Beer Consumption Falls Again
Alcohol Available for Consumption - June 1999 quarter
The volume of beer available for consumption fell 4.3 per cent, to 307.4 million litres, between the June 1998 and 1999 years. The main reason for the fall was a 12.9 million litre reduction in the volume of beer available with an alcohol content between 2.51 and 4.35 per cent. This category includes the bulk of New Zealand produced beers. Over the last decade, the overall volume of beer available has declined by 21.0 per cent.
Despite the continuing decline in the volume of beer available for consumption, beer available with an alcohol content of more than five per cent continues to show strong growth. Between the June 1998 and 1999 years, the volume of beer available with an alcohol content of more than 5 per cent almost doubled, however, this category only represents around 3 per cent of total beer.
The total volume of wine available for consumption in the year ended June 1999 was 64.8 million litres, up 1.1 per cent compared to the same period in 1998. The increase was due to a 1.5 per cent rise in the volume of table wine available. There was a partially offsetting decrease in fortified wine. Wine consumption has been growing steadily over the past ten years.

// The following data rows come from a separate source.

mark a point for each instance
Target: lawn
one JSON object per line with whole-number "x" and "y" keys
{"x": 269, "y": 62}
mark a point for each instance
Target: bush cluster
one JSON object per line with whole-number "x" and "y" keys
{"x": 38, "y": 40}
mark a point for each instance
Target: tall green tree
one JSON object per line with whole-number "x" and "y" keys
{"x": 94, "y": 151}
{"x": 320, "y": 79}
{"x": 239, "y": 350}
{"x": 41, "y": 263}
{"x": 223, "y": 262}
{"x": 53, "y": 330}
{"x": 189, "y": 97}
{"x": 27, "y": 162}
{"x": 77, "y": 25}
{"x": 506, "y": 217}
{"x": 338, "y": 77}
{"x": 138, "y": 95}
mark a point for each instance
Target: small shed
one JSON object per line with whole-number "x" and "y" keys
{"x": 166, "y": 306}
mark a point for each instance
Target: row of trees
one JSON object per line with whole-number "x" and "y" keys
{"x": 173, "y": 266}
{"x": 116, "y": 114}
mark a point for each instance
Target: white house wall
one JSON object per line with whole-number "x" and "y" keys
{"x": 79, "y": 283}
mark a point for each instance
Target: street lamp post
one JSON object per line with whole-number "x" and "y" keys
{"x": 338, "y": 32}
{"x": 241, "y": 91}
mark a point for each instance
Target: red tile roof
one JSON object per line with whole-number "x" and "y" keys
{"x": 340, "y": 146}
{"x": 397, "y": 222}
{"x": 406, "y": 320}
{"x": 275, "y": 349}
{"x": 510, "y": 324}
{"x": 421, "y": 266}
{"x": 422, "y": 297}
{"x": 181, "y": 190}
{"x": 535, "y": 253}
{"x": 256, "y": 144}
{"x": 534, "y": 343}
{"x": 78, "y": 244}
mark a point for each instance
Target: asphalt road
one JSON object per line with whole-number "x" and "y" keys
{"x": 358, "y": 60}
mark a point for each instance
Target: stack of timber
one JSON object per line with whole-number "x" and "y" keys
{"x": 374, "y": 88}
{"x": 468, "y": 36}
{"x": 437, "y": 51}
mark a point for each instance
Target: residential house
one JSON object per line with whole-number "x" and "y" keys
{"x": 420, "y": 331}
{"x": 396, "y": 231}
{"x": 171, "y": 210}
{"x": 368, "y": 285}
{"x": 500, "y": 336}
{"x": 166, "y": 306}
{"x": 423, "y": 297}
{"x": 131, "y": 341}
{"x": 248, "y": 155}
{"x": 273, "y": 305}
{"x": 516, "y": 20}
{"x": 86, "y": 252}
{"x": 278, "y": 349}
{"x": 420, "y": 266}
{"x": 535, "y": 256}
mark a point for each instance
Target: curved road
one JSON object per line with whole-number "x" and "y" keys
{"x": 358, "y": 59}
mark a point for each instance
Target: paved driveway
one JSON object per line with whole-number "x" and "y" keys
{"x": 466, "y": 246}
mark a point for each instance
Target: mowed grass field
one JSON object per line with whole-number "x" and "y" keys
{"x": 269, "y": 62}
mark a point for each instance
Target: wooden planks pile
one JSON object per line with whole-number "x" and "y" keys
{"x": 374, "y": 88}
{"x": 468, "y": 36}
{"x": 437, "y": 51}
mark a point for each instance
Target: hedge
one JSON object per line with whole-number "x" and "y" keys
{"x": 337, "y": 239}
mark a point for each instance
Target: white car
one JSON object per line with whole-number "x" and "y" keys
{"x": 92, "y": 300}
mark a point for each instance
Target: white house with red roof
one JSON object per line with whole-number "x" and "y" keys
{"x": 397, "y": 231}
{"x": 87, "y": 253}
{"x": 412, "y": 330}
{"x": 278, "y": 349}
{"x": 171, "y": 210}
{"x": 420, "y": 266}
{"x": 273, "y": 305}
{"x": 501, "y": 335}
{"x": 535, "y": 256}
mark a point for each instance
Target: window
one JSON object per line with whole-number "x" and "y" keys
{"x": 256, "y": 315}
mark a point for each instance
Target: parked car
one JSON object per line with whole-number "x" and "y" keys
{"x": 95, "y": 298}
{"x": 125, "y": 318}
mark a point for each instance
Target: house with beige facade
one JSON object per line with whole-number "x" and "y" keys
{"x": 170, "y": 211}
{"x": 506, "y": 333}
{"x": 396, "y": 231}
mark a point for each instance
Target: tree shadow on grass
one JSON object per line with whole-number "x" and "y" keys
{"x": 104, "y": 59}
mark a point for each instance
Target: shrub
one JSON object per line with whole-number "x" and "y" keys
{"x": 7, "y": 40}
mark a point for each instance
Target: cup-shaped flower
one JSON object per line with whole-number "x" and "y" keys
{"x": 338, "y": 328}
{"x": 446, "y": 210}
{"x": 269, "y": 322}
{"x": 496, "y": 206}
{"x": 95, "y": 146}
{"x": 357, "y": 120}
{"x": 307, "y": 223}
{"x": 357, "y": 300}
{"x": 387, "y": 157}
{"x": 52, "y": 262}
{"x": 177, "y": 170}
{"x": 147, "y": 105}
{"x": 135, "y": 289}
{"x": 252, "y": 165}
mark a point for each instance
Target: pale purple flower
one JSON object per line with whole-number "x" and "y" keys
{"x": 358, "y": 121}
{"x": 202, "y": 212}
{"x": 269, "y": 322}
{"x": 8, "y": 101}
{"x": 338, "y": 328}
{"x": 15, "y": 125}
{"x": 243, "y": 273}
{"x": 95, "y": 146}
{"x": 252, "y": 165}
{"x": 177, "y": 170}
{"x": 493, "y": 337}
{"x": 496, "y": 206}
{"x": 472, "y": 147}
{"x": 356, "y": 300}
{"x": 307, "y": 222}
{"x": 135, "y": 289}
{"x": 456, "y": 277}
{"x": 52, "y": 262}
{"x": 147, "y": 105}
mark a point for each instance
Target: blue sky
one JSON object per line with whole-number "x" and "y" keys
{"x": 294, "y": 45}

The volume of spirits available for consumption declined by 9.8 per cent between the year ended June 1998 and the year ended June 1999. Over the same period, the volume of spirit-based drinks available for consumption rose 22.2 per cent, however, there are signs that demand may have peaked. During the June 1999 quarter, spirit-based drinks available were down 5.1 per cent compared with the June 1998 quarter. This follows a 0.4 per cent decrease between the March 1998 and 1999 quarters.